Después de dar un paseo por la ciudad, nos dirigimos al recinto en el que tienen lugar las Cavalhadas: cavalhódromo o campo das cavalhadas. Nos informaron de que la fiesta comenzaba a la una y no queríamos quedarnos sin sitio –la entrada es gratuita–. La puntualidad de los autobuses, aunque alguno ya nos había fallado, no sirve para las celebraciones en Brasil: hasta casi las dos y media no comenzó el desfile, y hasta después de las tres no apareció ningún caballo. Eso nos permitió fijarnos en la gente que nos iba rodeando –ellos ya sabían que la fiesta empezaría tarde y no llegaron tan pronto como nosotros–.
Con un calor de más de 30 grados vimos como las havaianas daban paso a las botas y las bermudas a los pantalones vaqueros. No salíamos de nuestro asombro. Más aún cuando, al seguir subiendo la mirada, llegábamos a grandes sombreros de cowboy. ¿Nos habíamos teletransportado a Texas? No, esto es el interior de Brasil: un lugar tan hostil como ese mítico oeste de las películas en el que las costumbres parecen calcadas: la tierra, el clima y la vida se imponen de igual manera al norte y al sur del Ecuador.
La diferencia es que al sur fueron los portugueses y los españoles los que llegaron y trajeron su cultura. Una cultura que perdura en la fiesta de las Cavalhadas de Pirenópolis en forma de «Moros y Cristianos«. ¿El problema? Nunca vieron un moro en la ciudad… Sentíamos mucha curiosidad por ver cómo escenificaban la lucha entre moros y cristianos a caballo, y lo que vimos fue de lo más sorprendente. La diferencia entre unos y otros es únicamente el color de su vestimenta y de su capa: azules los cristianos y rojos los moros. Ahí acababa todo: misma ropa, mismas armas, mismos movimientos sobre los caballos… Un baile a caballo que incluyó distintas pruebas de habilidad con espadas, lanzas y pistolas.
La otra parte de la fiesta son los mascarados, o curucucús por el ruido que emiten. Para no ser reconocidos se cubren la cara y cambian su voz.

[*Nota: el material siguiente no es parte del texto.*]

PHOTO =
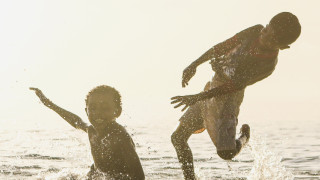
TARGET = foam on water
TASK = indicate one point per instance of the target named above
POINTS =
(267, 164)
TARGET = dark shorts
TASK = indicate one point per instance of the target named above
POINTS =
(219, 115)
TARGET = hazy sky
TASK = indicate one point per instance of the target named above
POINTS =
(141, 47)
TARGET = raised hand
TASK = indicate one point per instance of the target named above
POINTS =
(188, 73)
(185, 100)
(41, 96)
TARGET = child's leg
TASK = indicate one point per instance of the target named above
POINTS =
(190, 122)
(240, 142)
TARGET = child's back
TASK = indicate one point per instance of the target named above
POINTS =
(112, 148)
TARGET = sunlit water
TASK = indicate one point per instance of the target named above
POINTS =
(283, 150)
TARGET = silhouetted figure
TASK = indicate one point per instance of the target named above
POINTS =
(238, 62)
(112, 148)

Hay dos tipos de mascarados a caballo: los tradicionales, que llevan una máscara de buey de enormes cuernos y vestimenta colorida a juego con los arneses y la capa del caballo; y otros que llevan la cara tapada de cualquier manera y cubren sus caballos con ramas, papeles o cualquier otra cosa. Todos juntos salen al campo das cavalhadas en dos ocasiones para mostrarse al público haciendo piruetas y colocándose de pie sobre sus monturas –entre los tradicionales se celebra un concurso para elegir al mejor–. En ambas ocasiones, casi hubo que llamar a la autoridad para que volvieran a entrar y dejaran a los moros y los cristianos seguir con su espectáculo.
Mientras tanto, en las gradas, los mascarados más jóvenes –y algunos no tan jóvenes– piden cerveza y cigarros a los asistentes mientras les gastan bromas y hacen sonar sus cencerros.
La primera fiesta popular a la que asistimos en el país y que, como ya nos había pasado antes, nos volvió a confirmar lo poco que se conocen Brasil, sus costumbres y sus celebraciones fuera de sus fronteras: mucho más que carnaval y samba.